Monetary Policy Flashcards
(10 cards)
What is monetary policy?
Policy’s that influence AD through the money supply. Primarily the interest rates
What is a floating exchange rate?
The exchange rate is determined by market forces and not the central banks or Gov
If interest rate increase, what happens to the exchange rate?
•It increase because there higher demand for the British pound
(This is called Hot money)
What are the roles of central banks and what are they?
- They’re public owned banks that operate to help the government meet their macroeconomic objectives.
- They lend commercial and investment banks money as a last resort.
•NOT A PROFIT MAXIMISING BUSINESS
What are central banks responsible for ?
- Controlling the exchange rate
- Set the base rate of interest.
- Regulate commercial banks and ensure they’re ethical and responsible.

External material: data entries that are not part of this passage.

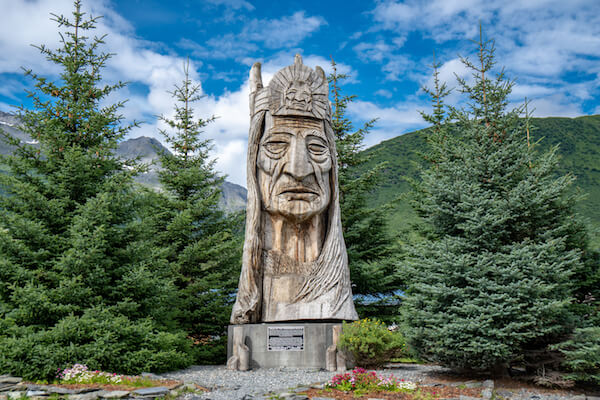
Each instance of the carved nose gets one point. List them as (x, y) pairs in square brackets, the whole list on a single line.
[(299, 166)]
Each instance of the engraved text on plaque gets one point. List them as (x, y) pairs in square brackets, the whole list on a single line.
[(290, 338)]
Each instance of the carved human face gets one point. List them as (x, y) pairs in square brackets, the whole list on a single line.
[(298, 96), (294, 163)]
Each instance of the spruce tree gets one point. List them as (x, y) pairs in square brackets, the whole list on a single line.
[(368, 241), (79, 279), (203, 243), (490, 283)]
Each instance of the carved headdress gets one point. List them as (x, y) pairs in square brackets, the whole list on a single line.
[(296, 91)]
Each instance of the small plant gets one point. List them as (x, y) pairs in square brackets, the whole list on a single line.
[(362, 381), (371, 343), (80, 374)]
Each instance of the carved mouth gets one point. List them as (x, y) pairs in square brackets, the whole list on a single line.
[(299, 190)]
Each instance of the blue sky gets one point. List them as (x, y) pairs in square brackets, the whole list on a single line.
[(551, 48)]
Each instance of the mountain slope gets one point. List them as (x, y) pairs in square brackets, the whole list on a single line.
[(145, 150), (579, 147)]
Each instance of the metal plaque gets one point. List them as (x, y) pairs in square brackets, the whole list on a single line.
[(285, 338)]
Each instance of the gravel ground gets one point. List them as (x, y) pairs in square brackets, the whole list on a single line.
[(226, 385), (258, 384)]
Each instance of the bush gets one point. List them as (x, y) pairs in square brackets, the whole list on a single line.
[(361, 381), (100, 338), (582, 355), (371, 343)]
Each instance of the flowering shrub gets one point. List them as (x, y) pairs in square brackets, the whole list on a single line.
[(371, 343), (79, 373), (363, 381)]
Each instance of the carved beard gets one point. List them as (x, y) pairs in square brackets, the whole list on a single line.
[(294, 164)]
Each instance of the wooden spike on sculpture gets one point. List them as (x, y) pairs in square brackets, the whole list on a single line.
[(255, 83)]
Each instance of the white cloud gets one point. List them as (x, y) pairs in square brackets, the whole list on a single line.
[(284, 32), (384, 93)]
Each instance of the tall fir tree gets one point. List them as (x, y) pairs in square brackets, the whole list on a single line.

- Run the monetary policy committee.
Define base rates of interest
The rate that central banks charge commercial banks and discounts houses
What is the monetary committee?
A committee of the central bank that meet 8 times a year to decide the official interest rates.
What is quantitative easing?
•When central banks print or create money and buy assets from commercial banks using this money.
What does quantitative easing do?
•Increases the amount of money in circulation which will reduce interest rates.
When is quantitive easing used?
Why?
- ONLY IN EXTREME MEASURES.
* Can lead to inflation and hyper inflation.